Monday, January 12, 2009

'Bailout' Declared Word of the Year in 2008 - No Legal Expressions Make the List

Last week, the American Dialect Society voted 'bailout' as the word of the year for 2008.

This is the 19th annual vote by the association dedicated to the study of the English language in North America. Its membership includes linguists, lexicographers, etymologists, grammarians, historians, researchers, writers, authors, editors, professors, university students, and independent scholars.

For 2008, there were no law-related runner-up words that made the Society's list.

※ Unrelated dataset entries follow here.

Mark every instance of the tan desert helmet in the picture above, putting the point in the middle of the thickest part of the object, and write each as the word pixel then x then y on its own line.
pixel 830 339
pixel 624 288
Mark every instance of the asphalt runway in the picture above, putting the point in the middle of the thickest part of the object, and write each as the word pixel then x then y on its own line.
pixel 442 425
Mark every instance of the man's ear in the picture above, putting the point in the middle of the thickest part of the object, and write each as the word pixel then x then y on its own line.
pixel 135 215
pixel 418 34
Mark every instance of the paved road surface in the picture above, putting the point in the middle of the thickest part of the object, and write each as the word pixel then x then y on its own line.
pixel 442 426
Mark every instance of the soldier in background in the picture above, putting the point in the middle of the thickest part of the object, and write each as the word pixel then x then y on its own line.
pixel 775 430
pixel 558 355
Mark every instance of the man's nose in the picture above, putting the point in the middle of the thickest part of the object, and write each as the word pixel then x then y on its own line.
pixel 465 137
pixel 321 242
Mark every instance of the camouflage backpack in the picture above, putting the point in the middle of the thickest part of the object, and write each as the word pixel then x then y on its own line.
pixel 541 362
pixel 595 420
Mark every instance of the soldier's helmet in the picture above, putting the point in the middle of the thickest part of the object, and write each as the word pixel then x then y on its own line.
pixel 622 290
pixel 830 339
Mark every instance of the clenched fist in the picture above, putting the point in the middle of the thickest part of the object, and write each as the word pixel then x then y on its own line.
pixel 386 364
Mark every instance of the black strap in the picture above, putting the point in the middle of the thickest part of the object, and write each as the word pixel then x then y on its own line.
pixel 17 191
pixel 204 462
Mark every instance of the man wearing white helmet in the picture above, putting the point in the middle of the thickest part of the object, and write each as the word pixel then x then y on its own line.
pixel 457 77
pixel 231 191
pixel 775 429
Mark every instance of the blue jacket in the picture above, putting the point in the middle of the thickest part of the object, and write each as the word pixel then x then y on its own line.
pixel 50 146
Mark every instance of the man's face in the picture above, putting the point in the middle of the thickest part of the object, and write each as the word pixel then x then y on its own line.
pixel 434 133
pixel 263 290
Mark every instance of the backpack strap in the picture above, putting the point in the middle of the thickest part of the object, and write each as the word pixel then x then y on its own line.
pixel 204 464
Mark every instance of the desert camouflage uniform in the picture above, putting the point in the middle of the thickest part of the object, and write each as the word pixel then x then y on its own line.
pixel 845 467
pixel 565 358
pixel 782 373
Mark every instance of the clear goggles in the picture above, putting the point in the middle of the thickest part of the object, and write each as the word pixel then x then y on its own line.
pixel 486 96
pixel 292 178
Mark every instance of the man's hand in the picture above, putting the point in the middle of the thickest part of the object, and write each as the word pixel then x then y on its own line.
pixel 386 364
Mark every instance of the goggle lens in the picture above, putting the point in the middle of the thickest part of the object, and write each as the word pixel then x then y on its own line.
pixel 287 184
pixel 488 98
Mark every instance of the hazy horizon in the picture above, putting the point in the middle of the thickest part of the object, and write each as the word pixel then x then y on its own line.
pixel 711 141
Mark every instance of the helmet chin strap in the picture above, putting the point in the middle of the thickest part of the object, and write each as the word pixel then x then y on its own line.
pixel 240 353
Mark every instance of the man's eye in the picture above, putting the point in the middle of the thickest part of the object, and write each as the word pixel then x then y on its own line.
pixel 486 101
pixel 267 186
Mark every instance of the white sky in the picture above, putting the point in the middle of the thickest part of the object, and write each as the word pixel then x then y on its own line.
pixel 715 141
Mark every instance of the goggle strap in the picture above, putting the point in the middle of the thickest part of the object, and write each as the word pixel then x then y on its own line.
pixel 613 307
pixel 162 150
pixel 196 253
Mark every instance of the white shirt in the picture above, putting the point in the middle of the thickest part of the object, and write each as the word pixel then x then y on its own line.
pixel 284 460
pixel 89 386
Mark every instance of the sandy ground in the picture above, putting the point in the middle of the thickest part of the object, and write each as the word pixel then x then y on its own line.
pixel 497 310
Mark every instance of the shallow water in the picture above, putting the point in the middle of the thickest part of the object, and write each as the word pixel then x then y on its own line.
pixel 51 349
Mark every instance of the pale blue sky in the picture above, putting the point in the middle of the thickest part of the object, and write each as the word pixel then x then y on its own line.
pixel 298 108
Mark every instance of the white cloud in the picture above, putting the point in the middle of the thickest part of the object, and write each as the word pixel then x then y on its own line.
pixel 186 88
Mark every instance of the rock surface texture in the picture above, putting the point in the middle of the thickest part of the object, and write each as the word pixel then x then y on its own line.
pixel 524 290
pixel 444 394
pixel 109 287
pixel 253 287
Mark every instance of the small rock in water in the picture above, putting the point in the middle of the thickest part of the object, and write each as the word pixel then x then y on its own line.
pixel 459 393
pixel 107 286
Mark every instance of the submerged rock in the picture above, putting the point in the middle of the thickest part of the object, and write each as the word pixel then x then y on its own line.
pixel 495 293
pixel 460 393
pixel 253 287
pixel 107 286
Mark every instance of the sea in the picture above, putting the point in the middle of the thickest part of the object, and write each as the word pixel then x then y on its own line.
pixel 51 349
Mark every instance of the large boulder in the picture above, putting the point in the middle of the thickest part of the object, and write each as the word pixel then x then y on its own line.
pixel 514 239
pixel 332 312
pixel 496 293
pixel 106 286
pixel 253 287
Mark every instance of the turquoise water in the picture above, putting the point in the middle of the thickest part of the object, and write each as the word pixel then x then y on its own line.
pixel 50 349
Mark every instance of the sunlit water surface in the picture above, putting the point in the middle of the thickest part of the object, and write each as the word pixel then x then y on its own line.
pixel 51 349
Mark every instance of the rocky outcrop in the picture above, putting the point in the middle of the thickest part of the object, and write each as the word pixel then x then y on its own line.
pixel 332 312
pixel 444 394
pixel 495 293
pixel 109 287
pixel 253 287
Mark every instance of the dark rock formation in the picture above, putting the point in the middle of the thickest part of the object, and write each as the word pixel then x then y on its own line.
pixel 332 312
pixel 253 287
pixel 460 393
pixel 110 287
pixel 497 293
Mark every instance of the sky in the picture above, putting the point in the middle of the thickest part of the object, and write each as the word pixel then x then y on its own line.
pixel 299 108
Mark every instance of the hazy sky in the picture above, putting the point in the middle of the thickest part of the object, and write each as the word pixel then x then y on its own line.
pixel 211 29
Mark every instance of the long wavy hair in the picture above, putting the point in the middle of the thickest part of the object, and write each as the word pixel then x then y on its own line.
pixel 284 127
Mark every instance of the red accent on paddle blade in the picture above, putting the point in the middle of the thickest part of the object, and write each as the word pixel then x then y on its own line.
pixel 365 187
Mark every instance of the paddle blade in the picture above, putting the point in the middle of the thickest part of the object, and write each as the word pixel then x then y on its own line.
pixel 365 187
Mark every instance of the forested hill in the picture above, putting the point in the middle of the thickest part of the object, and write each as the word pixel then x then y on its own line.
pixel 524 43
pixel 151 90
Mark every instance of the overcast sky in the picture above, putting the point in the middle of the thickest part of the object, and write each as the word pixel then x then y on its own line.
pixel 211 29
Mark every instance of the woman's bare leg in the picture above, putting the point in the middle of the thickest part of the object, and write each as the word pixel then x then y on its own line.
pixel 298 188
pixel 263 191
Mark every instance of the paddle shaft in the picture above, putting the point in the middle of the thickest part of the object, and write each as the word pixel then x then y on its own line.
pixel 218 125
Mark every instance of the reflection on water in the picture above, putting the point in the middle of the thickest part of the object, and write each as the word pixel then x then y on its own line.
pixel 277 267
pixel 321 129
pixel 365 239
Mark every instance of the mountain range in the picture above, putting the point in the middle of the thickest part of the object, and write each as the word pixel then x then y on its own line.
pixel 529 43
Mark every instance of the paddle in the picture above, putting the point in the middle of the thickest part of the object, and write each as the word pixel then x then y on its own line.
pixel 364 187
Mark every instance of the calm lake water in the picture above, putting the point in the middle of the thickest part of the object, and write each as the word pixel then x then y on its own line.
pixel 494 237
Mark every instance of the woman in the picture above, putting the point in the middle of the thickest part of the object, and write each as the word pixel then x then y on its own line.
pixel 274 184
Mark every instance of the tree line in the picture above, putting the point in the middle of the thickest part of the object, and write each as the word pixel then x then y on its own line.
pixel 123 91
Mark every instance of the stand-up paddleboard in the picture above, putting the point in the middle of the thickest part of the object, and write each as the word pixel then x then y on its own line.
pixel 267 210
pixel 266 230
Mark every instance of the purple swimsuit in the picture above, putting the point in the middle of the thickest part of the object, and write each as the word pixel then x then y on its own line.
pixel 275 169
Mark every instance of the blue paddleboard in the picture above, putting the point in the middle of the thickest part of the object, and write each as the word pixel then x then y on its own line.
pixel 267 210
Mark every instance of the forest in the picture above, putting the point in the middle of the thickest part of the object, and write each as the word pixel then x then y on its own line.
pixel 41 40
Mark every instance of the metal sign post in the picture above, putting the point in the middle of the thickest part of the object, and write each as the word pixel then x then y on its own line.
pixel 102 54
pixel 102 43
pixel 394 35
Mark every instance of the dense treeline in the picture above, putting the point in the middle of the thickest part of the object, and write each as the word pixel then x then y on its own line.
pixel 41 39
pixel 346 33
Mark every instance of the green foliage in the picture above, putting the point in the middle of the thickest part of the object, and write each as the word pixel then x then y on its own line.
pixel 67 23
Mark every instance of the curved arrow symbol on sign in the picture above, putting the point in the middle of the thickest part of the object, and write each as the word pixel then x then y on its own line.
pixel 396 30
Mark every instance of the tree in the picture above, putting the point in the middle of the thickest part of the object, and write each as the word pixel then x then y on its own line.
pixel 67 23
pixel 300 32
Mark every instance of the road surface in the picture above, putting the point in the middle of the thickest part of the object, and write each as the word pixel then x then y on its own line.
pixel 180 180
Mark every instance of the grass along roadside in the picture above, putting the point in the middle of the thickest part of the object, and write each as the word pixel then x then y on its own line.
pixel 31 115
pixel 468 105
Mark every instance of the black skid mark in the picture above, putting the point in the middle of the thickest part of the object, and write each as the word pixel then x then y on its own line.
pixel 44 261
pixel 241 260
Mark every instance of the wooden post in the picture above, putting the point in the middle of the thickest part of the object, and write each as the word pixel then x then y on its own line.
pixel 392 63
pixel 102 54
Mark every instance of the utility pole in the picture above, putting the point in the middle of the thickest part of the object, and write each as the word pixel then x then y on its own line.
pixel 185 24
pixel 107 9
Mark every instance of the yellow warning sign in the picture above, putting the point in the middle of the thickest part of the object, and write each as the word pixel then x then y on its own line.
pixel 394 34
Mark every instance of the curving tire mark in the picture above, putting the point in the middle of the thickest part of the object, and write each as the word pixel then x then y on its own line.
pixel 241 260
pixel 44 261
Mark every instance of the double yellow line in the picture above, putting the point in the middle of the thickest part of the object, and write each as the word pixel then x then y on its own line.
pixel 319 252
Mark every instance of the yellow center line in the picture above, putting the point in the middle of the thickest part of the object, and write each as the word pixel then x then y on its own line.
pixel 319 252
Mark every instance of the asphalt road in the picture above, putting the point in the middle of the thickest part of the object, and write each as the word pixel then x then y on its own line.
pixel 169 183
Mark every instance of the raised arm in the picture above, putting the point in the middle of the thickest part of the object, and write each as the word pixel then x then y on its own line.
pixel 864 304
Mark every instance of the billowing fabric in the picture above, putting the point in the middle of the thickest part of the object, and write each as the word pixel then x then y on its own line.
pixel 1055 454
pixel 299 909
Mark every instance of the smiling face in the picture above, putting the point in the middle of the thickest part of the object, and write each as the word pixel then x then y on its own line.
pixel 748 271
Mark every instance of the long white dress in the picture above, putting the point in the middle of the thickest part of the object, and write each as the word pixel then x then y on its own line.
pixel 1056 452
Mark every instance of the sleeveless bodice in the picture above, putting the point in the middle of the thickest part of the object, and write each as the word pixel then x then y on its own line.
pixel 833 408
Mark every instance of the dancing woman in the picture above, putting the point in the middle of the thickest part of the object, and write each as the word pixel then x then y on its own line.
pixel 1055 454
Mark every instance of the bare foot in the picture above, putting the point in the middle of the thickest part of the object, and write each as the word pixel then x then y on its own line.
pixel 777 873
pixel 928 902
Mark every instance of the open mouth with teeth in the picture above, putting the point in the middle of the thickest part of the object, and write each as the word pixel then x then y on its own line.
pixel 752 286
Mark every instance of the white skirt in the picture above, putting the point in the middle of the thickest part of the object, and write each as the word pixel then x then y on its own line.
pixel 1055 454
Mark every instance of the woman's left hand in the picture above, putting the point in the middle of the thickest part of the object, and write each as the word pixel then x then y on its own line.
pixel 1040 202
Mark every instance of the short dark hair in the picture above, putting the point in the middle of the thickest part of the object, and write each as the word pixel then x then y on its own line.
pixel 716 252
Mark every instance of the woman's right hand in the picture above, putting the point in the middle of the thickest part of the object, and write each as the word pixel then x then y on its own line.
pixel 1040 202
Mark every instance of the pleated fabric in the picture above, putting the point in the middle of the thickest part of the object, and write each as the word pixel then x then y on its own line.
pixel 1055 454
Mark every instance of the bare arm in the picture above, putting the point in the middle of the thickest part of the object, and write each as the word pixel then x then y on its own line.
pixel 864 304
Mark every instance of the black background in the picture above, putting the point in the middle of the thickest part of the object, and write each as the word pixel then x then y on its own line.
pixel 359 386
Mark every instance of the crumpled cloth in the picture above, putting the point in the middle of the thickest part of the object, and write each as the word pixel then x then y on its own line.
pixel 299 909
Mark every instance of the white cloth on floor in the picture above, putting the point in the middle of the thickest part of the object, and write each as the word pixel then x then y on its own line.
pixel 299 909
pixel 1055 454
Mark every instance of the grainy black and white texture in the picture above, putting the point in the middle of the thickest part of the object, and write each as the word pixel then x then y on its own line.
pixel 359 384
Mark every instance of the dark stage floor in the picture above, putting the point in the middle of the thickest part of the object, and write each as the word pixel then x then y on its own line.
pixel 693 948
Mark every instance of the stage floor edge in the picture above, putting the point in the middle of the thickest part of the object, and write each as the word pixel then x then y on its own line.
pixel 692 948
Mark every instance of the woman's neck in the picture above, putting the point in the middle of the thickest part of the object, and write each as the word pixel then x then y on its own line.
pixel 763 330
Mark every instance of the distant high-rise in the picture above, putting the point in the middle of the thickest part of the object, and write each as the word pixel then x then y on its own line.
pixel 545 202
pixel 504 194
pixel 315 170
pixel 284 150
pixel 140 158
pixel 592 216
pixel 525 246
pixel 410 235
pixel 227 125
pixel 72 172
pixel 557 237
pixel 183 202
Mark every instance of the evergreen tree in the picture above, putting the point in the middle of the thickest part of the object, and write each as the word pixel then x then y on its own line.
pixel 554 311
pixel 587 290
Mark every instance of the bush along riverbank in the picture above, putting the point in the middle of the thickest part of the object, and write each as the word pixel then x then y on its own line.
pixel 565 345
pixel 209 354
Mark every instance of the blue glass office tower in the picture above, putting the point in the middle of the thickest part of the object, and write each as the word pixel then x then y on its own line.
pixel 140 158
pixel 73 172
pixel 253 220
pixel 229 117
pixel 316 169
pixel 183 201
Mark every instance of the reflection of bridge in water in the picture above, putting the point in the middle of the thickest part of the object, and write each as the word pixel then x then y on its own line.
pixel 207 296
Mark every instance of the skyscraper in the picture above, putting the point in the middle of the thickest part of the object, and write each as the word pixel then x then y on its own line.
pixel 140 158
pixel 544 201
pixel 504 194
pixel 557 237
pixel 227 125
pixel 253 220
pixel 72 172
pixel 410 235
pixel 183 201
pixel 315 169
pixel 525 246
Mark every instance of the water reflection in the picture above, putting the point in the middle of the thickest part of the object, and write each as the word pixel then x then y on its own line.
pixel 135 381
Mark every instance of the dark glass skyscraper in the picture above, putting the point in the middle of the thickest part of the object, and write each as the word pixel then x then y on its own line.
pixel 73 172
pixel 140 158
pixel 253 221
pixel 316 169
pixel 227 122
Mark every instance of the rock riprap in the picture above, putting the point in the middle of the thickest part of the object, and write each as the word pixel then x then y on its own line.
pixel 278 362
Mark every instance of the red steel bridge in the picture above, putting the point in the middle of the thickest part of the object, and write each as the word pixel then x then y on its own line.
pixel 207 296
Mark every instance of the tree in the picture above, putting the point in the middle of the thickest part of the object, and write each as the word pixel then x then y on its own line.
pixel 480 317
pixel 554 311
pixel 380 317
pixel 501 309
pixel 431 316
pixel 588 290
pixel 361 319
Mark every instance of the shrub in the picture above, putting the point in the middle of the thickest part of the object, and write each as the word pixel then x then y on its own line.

Earlier Library Boy posts on the topic include:

  • American Dialect Society Words of the Year 2005: Legal Expressions 'Patent Troll', 'Extraordinary Rendition' Make List (January 11, 2006): "The overall winner for 2005 is 'truthiness', popularized by a satirical fake news show on the Comedy Central television channel. It refers to the 'quality of preferring concepts or facts one wishes to be true' (...) One of the runner-ups [in the group 'most useful'] was 'patent troll', 'a person or business, especially a lawyer, who applies for or owns a patent with no intention of developing the product but with every intention of launching lawsuits against patent infringers.' A few other law-related terms scored highly in the 'most euphemistic' category (...): 'internal nutrition: force-feeding a prisoner against his or her will' and 'extraordinary rendition: the surrendering of a suspect or detainee to another jurisdiction, especially overseas' ..."
  • 'Plutoed' Voted Word of the Year by American Dialect Society (January 7, 2007): "'To pluto is to demote or devalue someone or something, as happened to the former planet Pluto when the General Assembly of the International Astronomical Union decided Pluto no longer met its definition of a planet' (...) There were a number of law-related terms considered for this 2006 edition, including 'data Valdez', an accidental release of a large quantity of private or privileged information. Named after the 1989 oil spill by the Exxon Valdez in Prince William Sound, Alaska; and 'waterboarding' (winner in the most euphemistic category): an interrogation technique in which the subject is immobilized and doused with water to simulate drowning; reported to be used by U.S. interrogators against terrorism detainees. "
  • 'Subprime' Voted American Dialect Society Word of the Year (January 5, 2008): "Yesterday, the American Dialect Society voted to choose 'subprime' as its word of the year for 2007. The word describes a risky or less than ideal loan, mortgage, or investment."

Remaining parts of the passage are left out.